The prehistory of the meeting is quite trivial, but at the same time unpredictable. The thing is that throughout July 2014 I tried to get a job at the Bus park’s department of “Tourism, marketing and foreign economic activities”, and not as just a specialist, but the head of the department. The director of the enterprise was not so much interested in the experience in the field (nowadays even former executives with experience would hardly agree to take a management position for 4 million Belarusian roubles of salary), but in new ideas, capable of satisfying the management and pull the tourism section out of a crisis.

First meeting was with the director, then with his deputy for economic matters, and finally I was presenting my development plan to a group of three (a woman joined them). Gradually their circumspection to me faded, smiles came up on their faces and after a 10-minute conversation, having discussed the matter, the deputy director told me that I could count on the position.

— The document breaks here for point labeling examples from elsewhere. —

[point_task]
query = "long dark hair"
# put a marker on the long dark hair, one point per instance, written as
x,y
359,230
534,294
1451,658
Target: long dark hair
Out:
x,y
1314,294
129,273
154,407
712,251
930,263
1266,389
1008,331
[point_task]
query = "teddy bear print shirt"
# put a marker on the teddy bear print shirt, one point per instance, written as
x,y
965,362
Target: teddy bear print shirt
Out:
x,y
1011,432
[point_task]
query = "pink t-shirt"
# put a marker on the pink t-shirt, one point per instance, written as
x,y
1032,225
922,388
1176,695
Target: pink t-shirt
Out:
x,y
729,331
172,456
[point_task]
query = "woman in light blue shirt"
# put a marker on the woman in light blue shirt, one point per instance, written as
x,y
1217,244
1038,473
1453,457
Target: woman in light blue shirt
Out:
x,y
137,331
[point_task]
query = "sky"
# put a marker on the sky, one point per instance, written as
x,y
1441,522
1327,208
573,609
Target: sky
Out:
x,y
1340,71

In a few days I make a phone call, like we agreed, and at this point (attention!) they ask me to e-mail them my presentation so the director could see it and the final word would be his. I sent it and was invited for a final interview on Monday, but I did not manage to be on time, so we had to reschedule for Tuesday at 8:30.

Tuesday, 8:45, I am knocking on the director’s door. After greetings and a reprimand for being late he says: “Jauhien, our future cooperation depends on a conversation with two people, who are waiting for you in the next office (the office of the chief engineer)”. I immediately understood who those people were, however, the first attempt to get employed in the specialty field created an illusion that the guys would simply warn me that a job at a state organization should not intersect with civic and journalistic activities… But the illusions disappeared as soon as I entered the room.

Two were there (let us called them by nicknames: Hurricane (dark-haired) and Breeze (he was chubbier). The guys jumped into sharing quite rich information about my life within the past year, contacts, travels, activities, deeds and even personal life. The conversation took long and was informal. It took about an hour with a smoke break (I refused from the tea they offered).

Using (like the Russians in Crimea) my desire to put the priority on a scrupulous official job and the uncertainty of the future at my 27, the Hurricane and the Breeze offered me to take a position at the new job, arrange my life and even get me a housing in a block of apartments, but at the same time keep doing civic activities (of non-radical nature).

In exchange the KGB-ists suggested that I stayed in contact with them, report on new youth movements (that may emerge in Brest), leak information (when I used the wording, the guys said I had not understood them correctly), about, for example, the arrival of Ukrainian friends to Belarus, and much else. The benefits they offered kept growing (life is getting better), and I started setting forth my vision of the situation and asking questions, and then the Hurricane said I had to sign a paper that I was voluntarily agreeing to become a secret agent of the Belarusian KGB!

Naturally, I got up, took my papers from the table and said: “Sorry, guys, I cannot do that”. So I left…

Having taken a smoke, I returned to the director, whose office these two were just leaving. The head of the enterprise was directly told that I had refused to cooperate, so the final word was his. The director gave me a silent handshake, without saying “yes” or “now”, we said goodbye.

The Hurricane and Breeze were standing gloomily at the Bus park station waiting for public transport. I decided to approach them as a happily unemployed person, since I had time. The two started moving, and the Breeze said: “Maybe you will change your mind? This way tomorrow you will be sitting in your own office smoking a cigarette. Look, now we need you, but if you need us, it may be too late. You are 27, you should arrange your life”. Etc etc…

“Arrange my life by the means of a KGB approval for the director? By being a rat among the people, with whom you have been communicating in the recent years? No!” – I told myself.

Not having caught a bus in the end, the Hurricane and Breeze went to solve their own problems (as I got from the conversation).